Moreover, of his public orations, those against Androtion[*](Or.. xxii.) and Timocrates[*](Or. xxiv.) and Aristocrates[*](Or. xxiii.) were written for others to pronounce, before he had as yet entered public life; for it appears that these speeches were produced when he was twenty-seven or twenty-eight years of age. But he himself delivered the speech against Aristogeiton,[*](Or. xxv.) as well as the one On the Immunities,[*](Or. xx.) at the instance, as he himself says, of Ctesippus the son of Chabrias, but as some say, because he was wooing the mother of this young man.

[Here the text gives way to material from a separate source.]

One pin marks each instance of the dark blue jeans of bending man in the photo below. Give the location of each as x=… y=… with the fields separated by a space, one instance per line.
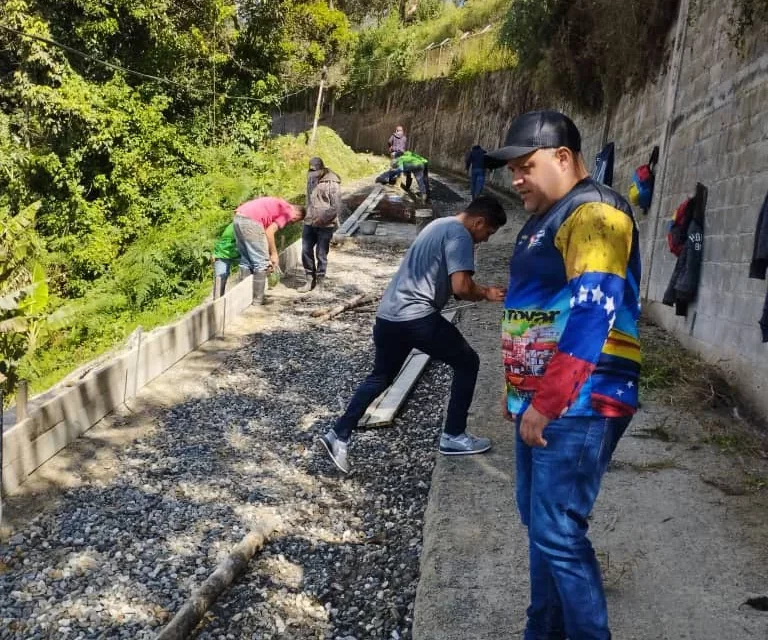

However, he did not marry this woman, but had a certain woman of Samos to wife, as Demetrius the Magnesian tells us in his work On Persons of the Same Name. Whether the speech denouncing the treacherous embassage of Aeschines[*](Or. xix.) was delivered or not, is uncertain; and yet Idomeneus says that Aeschines got off by only thirty votes. But this would seem to be untrue, if we are to judge by the written speeches of both orators On the Crown.[*](See the second note on xxiv. 1 f.) For neither of them speaks clearly and distinctly of that contention as one which came to trial. This question, however, will have to be decided by others.